ANDREW M. CUOMO, ATTORNEY GENERAL, ALBANY (JENNIFER GRACE MILLER OF COUNSEL), FOR RESPONDENT-RESPONDENT.
Before: Present — Hurlbutt, J.P., Gorski, Lunn, Fahey and Peradotto, JJ.
It is hereby ordered that the judgment so appealed from be and the same hereby is unanimously affirmed without costs.

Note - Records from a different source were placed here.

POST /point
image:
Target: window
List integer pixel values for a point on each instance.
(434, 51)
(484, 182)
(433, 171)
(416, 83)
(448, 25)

Memorandum: Petitioner commenced this proceeding seeking habeas corpus relief on the ground that he did not receive a written final declaration of delinquency in accordance with Executive Law § 259-i (3) (d) (iii) and 9 NYCRR 8004.3 (g) upon being charged with and convicted of a felony while on parole. We reject the contention of petitioner that he had a due process right to receive the final written declaration of delinquency when his parole was revoked and he was reincarcerated upon being charged with and convicted of the new crime ( see Morrissey v Brewer, 408 US 471, 490; see also People ex rel. Harris v Sullivan, 74 NY2d 305, 310). "Inherent in a new felony conviction is the fact that a parole violation was sustained" ( Matter of O'Quinn v New York State Bd. of Parole, 132 Misc 2d 92, 95). Upon his conviction of a new crime, petitioner's parole was automatically revoked by operation of law ( see Matter of Thompson v New York State Div. of Parole, 171 AD2d 909), and respondent had "a continuing, nondiscretionary, ministerial duty" to recalculate the maximum expiration date of petitioner's sentence ( People ex rel. Melendez v Bennett, 291 AD2d 590, 591, lv denied 98 NY2d 602; see Matter of Cruz v New York State Dept. of Correctional Servs., 288 AD2d 572, 573, appeal dismissed 97 NY2d 725).